Saturday, December 31, 2016

Testing Market Failure Theories

by Levi Russell

I recently picked up a copy of Tyler Cowen and Eric Crampton's 2002 edited volume Market Failure or Success: The New Debate (now only in print with the Independent Institute, though it was originally published by Edward Elgar) and have really enjoyed what I've read so far. The book is a collection of essays by prominent IO scholars organized into four sections: a fantastic introduction by the editors, four essays that form the foundation of the "new" market failure theories based on information problems, four theoretical critiques of said theories, and 8 essays providing empirical and experimental evidence of the editors' thesis: that information-based market failure theory is often merely a theoretical possibility not borne out in real life and that economic analysis of knowledge often provides us with the reasons why.

Two pieces by Stiglitz are featured in the first theoretical section: one on information asymmetries and wage and price rigidities and the other on the incompleteness of markets. Akerlof's famous "lemons" paper and Paul David's paper on path dependence are also included. I was happy to see that Demsetz's "Information and Efficiency; Another Viewpoint" was the first essay in the theoretical critique section as it sets the stage for the other chapters in that section. The empirical and experimental section features Liebowitz and Margolis' response to Paul David on path dependence in technology, Eric Bond's direct test of Akerlof's "lemons" model, and an essay I've never ready by Gordon Tullock entitled "Non-Prisoner's Dilemma."
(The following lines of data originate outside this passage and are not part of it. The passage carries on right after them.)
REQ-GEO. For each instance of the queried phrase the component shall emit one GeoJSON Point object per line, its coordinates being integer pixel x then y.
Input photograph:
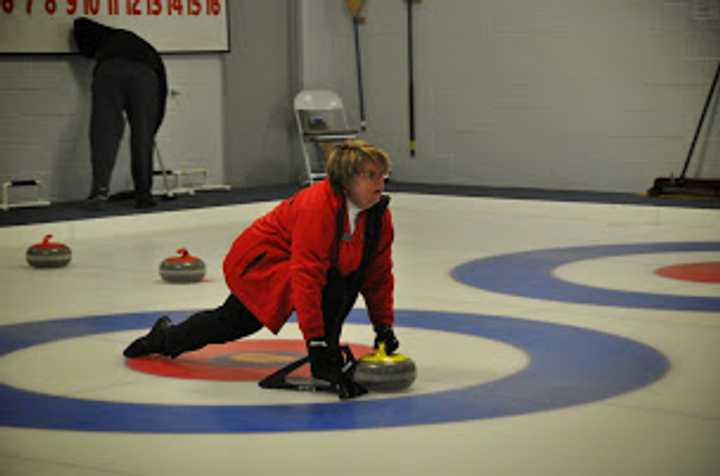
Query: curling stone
{"type": "Point", "coordinates": [184, 268]}
{"type": "Point", "coordinates": [48, 255]}
{"type": "Point", "coordinates": [381, 372]}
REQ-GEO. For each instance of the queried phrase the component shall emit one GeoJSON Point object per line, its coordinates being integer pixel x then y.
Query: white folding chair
{"type": "Point", "coordinates": [321, 119]}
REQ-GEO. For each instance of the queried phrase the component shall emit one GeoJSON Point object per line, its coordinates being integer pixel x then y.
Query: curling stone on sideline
{"type": "Point", "coordinates": [381, 372]}
{"type": "Point", "coordinates": [48, 255]}
{"type": "Point", "coordinates": [184, 268]}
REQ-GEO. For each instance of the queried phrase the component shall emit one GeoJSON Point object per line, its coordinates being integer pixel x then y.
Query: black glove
{"type": "Point", "coordinates": [384, 334]}
{"type": "Point", "coordinates": [325, 361]}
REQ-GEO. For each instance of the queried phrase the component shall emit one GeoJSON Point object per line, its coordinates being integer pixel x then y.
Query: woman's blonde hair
{"type": "Point", "coordinates": [345, 160]}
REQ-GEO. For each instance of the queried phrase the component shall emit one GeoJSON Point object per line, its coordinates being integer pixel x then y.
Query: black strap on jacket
{"type": "Point", "coordinates": [340, 293]}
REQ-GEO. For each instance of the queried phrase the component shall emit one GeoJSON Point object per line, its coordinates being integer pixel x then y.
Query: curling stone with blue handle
{"type": "Point", "coordinates": [184, 268]}
{"type": "Point", "coordinates": [48, 255]}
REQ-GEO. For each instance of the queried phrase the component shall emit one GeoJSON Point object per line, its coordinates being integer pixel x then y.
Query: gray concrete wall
{"type": "Point", "coordinates": [260, 75]}
{"type": "Point", "coordinates": [595, 95]}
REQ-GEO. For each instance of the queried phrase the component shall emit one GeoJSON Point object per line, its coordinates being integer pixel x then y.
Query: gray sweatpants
{"type": "Point", "coordinates": [124, 86]}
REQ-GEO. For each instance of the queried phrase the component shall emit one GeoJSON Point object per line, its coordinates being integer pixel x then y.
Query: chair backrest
{"type": "Point", "coordinates": [320, 110]}
{"type": "Point", "coordinates": [318, 100]}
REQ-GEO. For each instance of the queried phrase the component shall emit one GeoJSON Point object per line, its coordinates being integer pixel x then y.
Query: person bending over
{"type": "Point", "coordinates": [313, 253]}
{"type": "Point", "coordinates": [129, 77]}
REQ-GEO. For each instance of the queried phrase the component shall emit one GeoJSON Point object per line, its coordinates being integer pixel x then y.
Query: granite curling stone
{"type": "Point", "coordinates": [48, 255]}
{"type": "Point", "coordinates": [184, 268]}
{"type": "Point", "coordinates": [381, 372]}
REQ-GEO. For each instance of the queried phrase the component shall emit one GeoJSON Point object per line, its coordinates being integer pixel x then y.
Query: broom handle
{"type": "Point", "coordinates": [411, 80]}
{"type": "Point", "coordinates": [358, 62]}
{"type": "Point", "coordinates": [700, 123]}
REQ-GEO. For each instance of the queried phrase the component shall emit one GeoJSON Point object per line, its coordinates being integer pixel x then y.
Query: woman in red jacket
{"type": "Point", "coordinates": [313, 253]}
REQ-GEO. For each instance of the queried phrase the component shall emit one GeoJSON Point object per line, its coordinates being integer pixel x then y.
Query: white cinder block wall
{"type": "Point", "coordinates": [559, 94]}
{"type": "Point", "coordinates": [44, 121]}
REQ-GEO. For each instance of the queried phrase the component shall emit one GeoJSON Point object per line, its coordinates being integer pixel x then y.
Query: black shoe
{"type": "Point", "coordinates": [145, 202]}
{"type": "Point", "coordinates": [96, 200]}
{"type": "Point", "coordinates": [152, 343]}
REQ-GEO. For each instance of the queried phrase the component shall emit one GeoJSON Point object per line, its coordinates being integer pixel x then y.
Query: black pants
{"type": "Point", "coordinates": [124, 86]}
{"type": "Point", "coordinates": [228, 322]}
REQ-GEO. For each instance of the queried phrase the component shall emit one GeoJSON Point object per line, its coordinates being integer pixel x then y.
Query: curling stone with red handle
{"type": "Point", "coordinates": [48, 255]}
{"type": "Point", "coordinates": [184, 268]}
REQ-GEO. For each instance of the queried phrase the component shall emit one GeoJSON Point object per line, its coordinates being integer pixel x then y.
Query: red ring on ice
{"type": "Point", "coordinates": [707, 272]}
{"type": "Point", "coordinates": [242, 360]}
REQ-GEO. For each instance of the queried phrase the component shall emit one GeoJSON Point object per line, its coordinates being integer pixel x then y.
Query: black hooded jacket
{"type": "Point", "coordinates": [101, 42]}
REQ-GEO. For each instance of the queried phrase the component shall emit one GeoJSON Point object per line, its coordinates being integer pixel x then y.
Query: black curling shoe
{"type": "Point", "coordinates": [153, 343]}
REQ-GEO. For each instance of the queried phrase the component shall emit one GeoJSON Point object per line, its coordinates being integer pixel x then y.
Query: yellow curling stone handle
{"type": "Point", "coordinates": [381, 357]}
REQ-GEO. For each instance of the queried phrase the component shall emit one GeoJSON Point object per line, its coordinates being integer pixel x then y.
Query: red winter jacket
{"type": "Point", "coordinates": [279, 263]}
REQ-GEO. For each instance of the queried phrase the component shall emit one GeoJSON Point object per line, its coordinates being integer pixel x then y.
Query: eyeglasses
{"type": "Point", "coordinates": [372, 175]}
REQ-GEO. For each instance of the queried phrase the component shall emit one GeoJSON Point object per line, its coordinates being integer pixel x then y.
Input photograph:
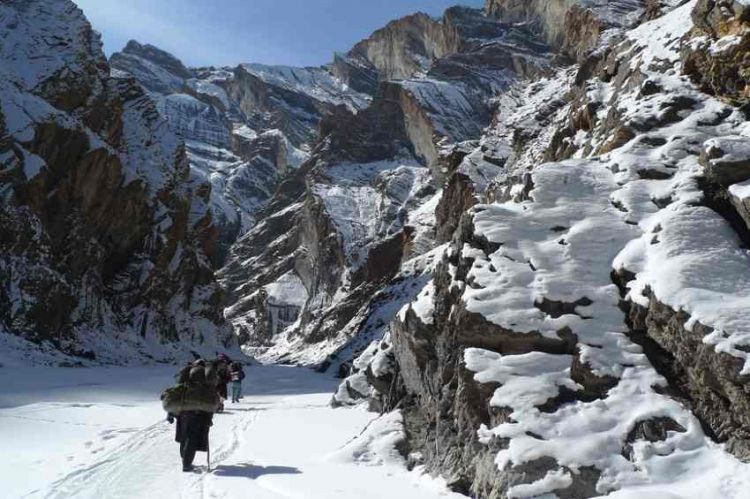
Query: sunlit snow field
{"type": "Point", "coordinates": [100, 433]}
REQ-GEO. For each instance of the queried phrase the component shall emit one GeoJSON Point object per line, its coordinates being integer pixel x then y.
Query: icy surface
{"type": "Point", "coordinates": [100, 433]}
{"type": "Point", "coordinates": [556, 242]}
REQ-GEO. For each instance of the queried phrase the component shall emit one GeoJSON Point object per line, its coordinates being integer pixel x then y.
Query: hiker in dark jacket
{"type": "Point", "coordinates": [237, 374]}
{"type": "Point", "coordinates": [193, 427]}
{"type": "Point", "coordinates": [222, 372]}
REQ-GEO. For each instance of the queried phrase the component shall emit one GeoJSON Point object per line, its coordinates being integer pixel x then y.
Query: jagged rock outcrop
{"type": "Point", "coordinates": [717, 58]}
{"type": "Point", "coordinates": [571, 26]}
{"type": "Point", "coordinates": [105, 241]}
{"type": "Point", "coordinates": [599, 276]}
{"type": "Point", "coordinates": [245, 129]}
{"type": "Point", "coordinates": [363, 208]}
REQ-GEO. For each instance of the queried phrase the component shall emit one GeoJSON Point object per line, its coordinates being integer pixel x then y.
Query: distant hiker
{"type": "Point", "coordinates": [237, 374]}
{"type": "Point", "coordinates": [223, 378]}
{"type": "Point", "coordinates": [192, 403]}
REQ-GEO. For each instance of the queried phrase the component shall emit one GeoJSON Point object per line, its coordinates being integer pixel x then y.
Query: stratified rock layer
{"type": "Point", "coordinates": [106, 240]}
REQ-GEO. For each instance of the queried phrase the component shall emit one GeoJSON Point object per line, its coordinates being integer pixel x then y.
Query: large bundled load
{"type": "Point", "coordinates": [195, 391]}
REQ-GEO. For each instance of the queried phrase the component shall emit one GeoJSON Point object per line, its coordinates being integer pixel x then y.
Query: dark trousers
{"type": "Point", "coordinates": [192, 434]}
{"type": "Point", "coordinates": [188, 448]}
{"type": "Point", "coordinates": [236, 390]}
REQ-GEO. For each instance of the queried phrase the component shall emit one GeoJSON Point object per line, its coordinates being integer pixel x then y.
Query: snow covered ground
{"type": "Point", "coordinates": [100, 433]}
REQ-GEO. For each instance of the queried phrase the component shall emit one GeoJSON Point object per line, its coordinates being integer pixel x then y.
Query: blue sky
{"type": "Point", "coordinates": [227, 32]}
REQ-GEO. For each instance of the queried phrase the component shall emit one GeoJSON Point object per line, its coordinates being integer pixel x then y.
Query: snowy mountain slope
{"type": "Point", "coordinates": [584, 334]}
{"type": "Point", "coordinates": [106, 238]}
{"type": "Point", "coordinates": [242, 158]}
{"type": "Point", "coordinates": [99, 433]}
{"type": "Point", "coordinates": [365, 203]}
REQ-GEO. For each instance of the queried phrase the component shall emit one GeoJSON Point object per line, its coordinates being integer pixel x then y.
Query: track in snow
{"type": "Point", "coordinates": [83, 440]}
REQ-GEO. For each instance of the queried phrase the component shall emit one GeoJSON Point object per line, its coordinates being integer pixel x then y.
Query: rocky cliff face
{"type": "Point", "coordinates": [233, 139]}
{"type": "Point", "coordinates": [583, 331]}
{"type": "Point", "coordinates": [105, 239]}
{"type": "Point", "coordinates": [355, 228]}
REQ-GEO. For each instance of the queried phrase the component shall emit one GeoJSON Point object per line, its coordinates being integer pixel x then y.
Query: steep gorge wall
{"type": "Point", "coordinates": [106, 241]}
{"type": "Point", "coordinates": [498, 363]}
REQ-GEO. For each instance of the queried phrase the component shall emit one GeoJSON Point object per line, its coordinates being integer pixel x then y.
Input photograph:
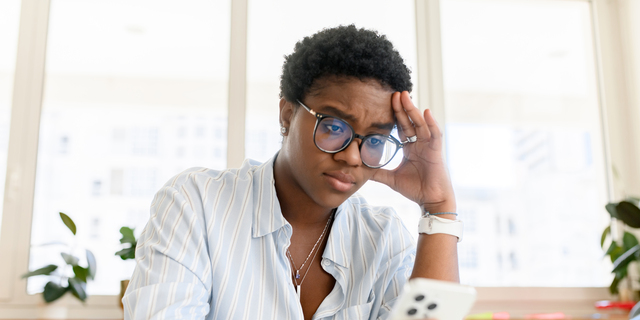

The introduction provides a short summary of the arguments presented in the following 3 sections and includes a great discussion of the editors' views of the core problems with information-based market failures. Here's the conclusion of the intro chapter:
Our world is a highly imperfect one, and these imperfections include the workings of markets. Nonetheless, while being vigilant about what we will learn in the future, we conclude that the 'new theories' of market failure overstate their case and exaggerate the relative imperfections of the market economy. In some cases, the theoretical foundations of the market failure arguments are weak. In other cases, the evidence doe snot support what the abstract models suggest. Rarely is analysis done in a comparative institutional framework. 
The term 'market failure' is prejudicial - we cannot know whether markets fail before we actually examine them, yet most of market failure theory is just theory. Alexander Tabarrok (2002) suggests that 'market challenge theory' might be a better term. Market challenge theory alerts us to areas where market might fail and encourages us to seek out evidence. In testing these theories, we may find market failure or we may find that markets are more robust than we had previously believed. Indeed, the lasting contribution of the new market failure theorists may be in encouraging empirical research that broadens and deepens our understanding of markets.
We believe that the market failure or success debate will become more fruitful as it turns more to Hayekian themes and empirical and experimental methods. Above, we noted that extant models were long on 'information' - which can be encapsulated into unambiguous, articulable bits - and short on the broader category of 'knowledge,' as we find in Hayek [Hayek's 1945 article The Use of Knowledge in Society can be read here for free. A short explanation of the main theme of the article can be found here. - LR]. Yet most of the critical economic problems involve at least as much knowledge as information. Employers, for instance, have knowledge of how to overcome shirking problems, even when they do not have explicit information about how hard their employees are working. Many market failures are avoided to the extent we mobilize dispersed knowledge successfully. 
It is no accident that the new market failure theorists have focused on information to the exclusion of knowledge. Information is easier to model, whereas knowledge is not, and the economics profession has been oriented towards models. Explicitly modeling knowledge may remain impossible for the immediate future, which suggests a greater role for history, case studies, cognitive science, and the methods of experimental economics. 
We think in particular of the experimental revolution in economics as a way of understanding and addressing Hayek's insights on the markets and knowledge; Vernon Smith, arguably the father of modern experimental economics, frequently makes this connection explicit. Experimental economics forces the practitioner to deal with the kinds of knowledge an behavior patterns that individuals possess in the real world, rather than what the theorist writes into an abstract model. The experiment then tells us how the original 'endowments' might translate into real world outcomes. Since we are using real world agents, these endowments can include Hayekian knowledge and not just narrower categories of information. 
Experimental results also tend to suggest Hayekian conclusions. When institutions and 'rules of the game' are set up correctly, decentralized knowledge has enormous power. Prices and incentives are extremely potent. The collective result of a market process contains a wisdom that the theorist could not have replicated with pencil and paper alone.